09 fevereiro 2007

Contraditório

Decidi fazer um post e não um comment pela chatice que é ler textos grandes em pequenas janelas. Para se perceber este post é imperativo ler quer o texto anterior sobre o aborto quer todos os seus comments.


Caso ainda não tenhas percebido, tanto o meu post inicial como o meu comment estão escritos num tom de gozo óbvio. Apesar de ilustrarem uma ínfima parte daquilo que penso, não existem senão como chacota de algumas posições que têm vindo a ser defendidas pelas campanhas do Não. Servem acima de tudo como forma de expressão da verdadeira repulsa que sinto em viver num país em que pelo menos parte (esperemos que o referendo não confirme a catástrofe completa) da sua população se deixa levar por campanhas abertamente enganosas e habilmente manipuladoras como a do Não. Pior! Um país em que provavelmente tais campanhas nem sequer seriam necessárias (ás vezes acredito que existe uma conspiração para me estragar o dia) dado o grau de tacanhez das pessoas que a elas aderem. Parecendo pouco patriótico (diriam algumas vozes) sei que não o sou, apenas acredito que somos melhores que isto.

Passando a coisas sérias. As razões porque defendo o voto no Sim são mais que evidentes, em parte porque têm sido bem espelhadas pela campanha do Sim (que estranhamente parece desaparecida; se calhar deviam dar mais brindes, não sei…), em parte por serem (aparentemente não) indiscutíveis. Se calhar devia começar por uma lição de história, frisando as consequências negativas que os pensamentos dogmáticos da Igreja Católica têm acarretado para Portugal desde a Idade Média.
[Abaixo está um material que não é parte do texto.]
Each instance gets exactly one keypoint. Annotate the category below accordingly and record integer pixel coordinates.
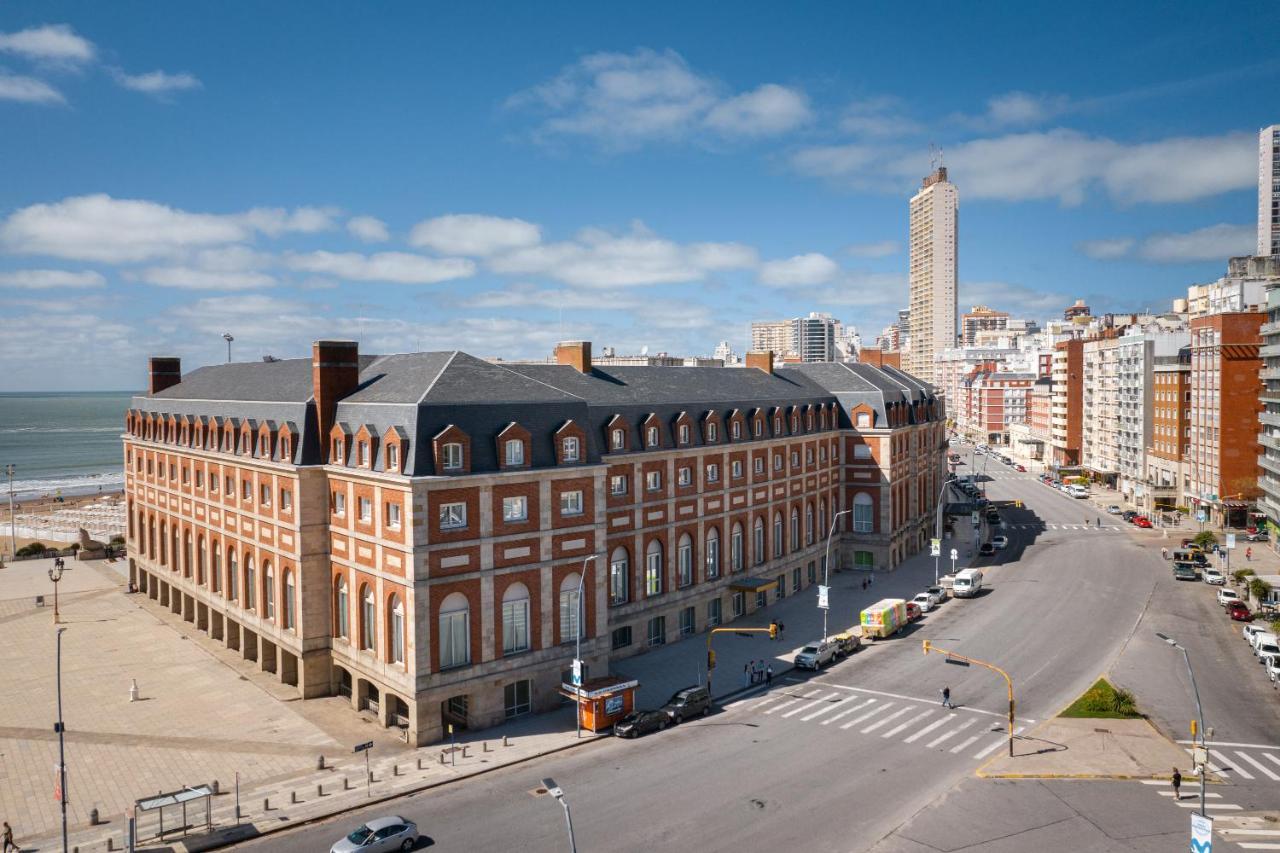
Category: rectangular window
(688, 621)
(571, 503)
(515, 509)
(657, 634)
(516, 698)
(453, 516)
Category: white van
(968, 583)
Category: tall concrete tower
(932, 276)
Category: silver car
(391, 833)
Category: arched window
(685, 560)
(712, 553)
(396, 619)
(455, 634)
(864, 512)
(268, 591)
(368, 617)
(342, 610)
(653, 569)
(250, 589)
(515, 619)
(620, 576)
(571, 605)
(288, 598)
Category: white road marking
(950, 734)
(868, 715)
(888, 719)
(848, 711)
(926, 730)
(912, 721)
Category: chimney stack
(760, 361)
(164, 372)
(576, 354)
(334, 374)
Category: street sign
(1202, 834)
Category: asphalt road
(840, 760)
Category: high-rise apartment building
(1269, 190)
(932, 274)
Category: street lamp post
(577, 644)
(1200, 712)
(55, 574)
(554, 790)
(826, 568)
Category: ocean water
(62, 442)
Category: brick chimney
(576, 354)
(163, 372)
(334, 374)
(760, 361)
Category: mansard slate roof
(421, 393)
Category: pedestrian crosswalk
(888, 716)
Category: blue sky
(496, 178)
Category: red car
(1238, 611)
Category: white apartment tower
(935, 222)
(1269, 190)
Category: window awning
(753, 584)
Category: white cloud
(1105, 249)
(50, 42)
(28, 90)
(400, 268)
(768, 110)
(799, 270)
(625, 100)
(880, 249)
(1216, 242)
(474, 235)
(368, 229)
(46, 279)
(156, 82)
(602, 259)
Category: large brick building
(411, 530)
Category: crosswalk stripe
(812, 706)
(926, 730)
(912, 721)
(1243, 772)
(868, 715)
(888, 719)
(950, 734)
(1261, 767)
(848, 711)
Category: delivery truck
(883, 619)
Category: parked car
(1238, 611)
(391, 833)
(640, 723)
(689, 702)
(814, 656)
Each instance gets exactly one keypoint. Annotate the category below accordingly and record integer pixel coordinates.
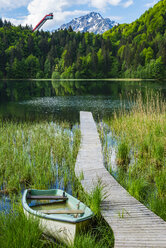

Não o faço, acho que seria demasiado arrogante, ainda que relevante. A uma lição de Direito Penal é que não vou fugir.

A função do Direito Penal é a seguinte: identificar que comportamentos é que uma sociedade considera afectarem profundamente direitos pessoais de cada indivíduo ou o próprio funcionamento dessa mesma sociedade e que se acredite que pela sua gravidade seja necessária a imposição de uma pena a quem os praticar. Existem várias teorias, potencialmente aborrecidíssimas, que permitem identificar estes comportamentos e em que medida devem ser punidos. Este referendo serve somente para ajudar os legisladores, que sempre fizeram este trabalho sem consultar massivamente a população, a decidir se este comportamento específico (interromper voluntariamente a gravidez até ás 10 semanas) é considerado pela comunidade como suficientemente gravoso para ser punido com uma pena de prisão. A pergunta em si reflecte logo várias concepções formadas ao longo do tempo e que reflectem o avanço da sociedade ao longo dos últimos 20 anos: que cientificamente é quase unanimemente aceite que até ás 10 semanas não se pode dizer que exista um ser humano; que a interrupção da gravidez tem de ser obrigatoriamente voluntária, o que implica que a vontade de abortar tem de ser livre das pressões que os defensores do Não tanto temem; e que a questão existe por a actual lei não ser praticamente implementada por recusa da maior parte da população de a aceitar ou sequer a apoiar no sentido de não a querer ver aplicada.

Saindo do mundo do Direito, o que se que aqui não é mais do que dar a liberdade de escolher. Não se impõe nada a ninguém, não se impede ninguém de ter filhos, não se impede ninguém de julgar moralmente quem pratica o aborto. O que a lei actual (relembro que é essa que o Não está a defender) faz é usar a máquina penal, que é nem mais nem menos que o peso do juízo de valor de toda uma colectividade, para impedir que o aborto se efectue. Para mim o simples facto de existirem dúvidas que a maior parte da população queira que este juízo se faça, devia ser suficiente para que acabar de vez com esta lei.

Eu, ao contrário da dri (ainda que concordando com tudo o resto que ela disse) percebo porque votas Não. Tenho pena é que não contrarie a primeira premissa do meu post original, porque:

Acreditas que possuis a verdade última sobre questões que não te dizem respeito. Dás mais valor ao desenvolvimento de uma possível vida humana que ao desenvolvimento normal de uma que já existe. Sentes-te suficientemente sapiente para decidires sobre a vida de outras pessoas. Continuas a pôr, estranhamente, interesses económicos acima do bem-estar e da saúde das mulheres que querem abortar(e o vão continuar a fazer). Lutas por uma lei que vai manter inalterados uma série de problemas que todos reconhecemos como tal. Distorces a discussão inserindo o argumento da promoção da natalidade, nunca fui mais a favor. Assumes que eu quero ter uma palavra a dizer sobre se a minha namorada aborta ou não; não quero.

Queria só acabar dizendo que normalmente não sou uma pessoa intolerante em relação àqueles que têm posições diferentes da minha (não quero dizer que não pareça, mas apenas porque me da gozo discutir). Existem é limites a essa tolerância e este é um dos meus.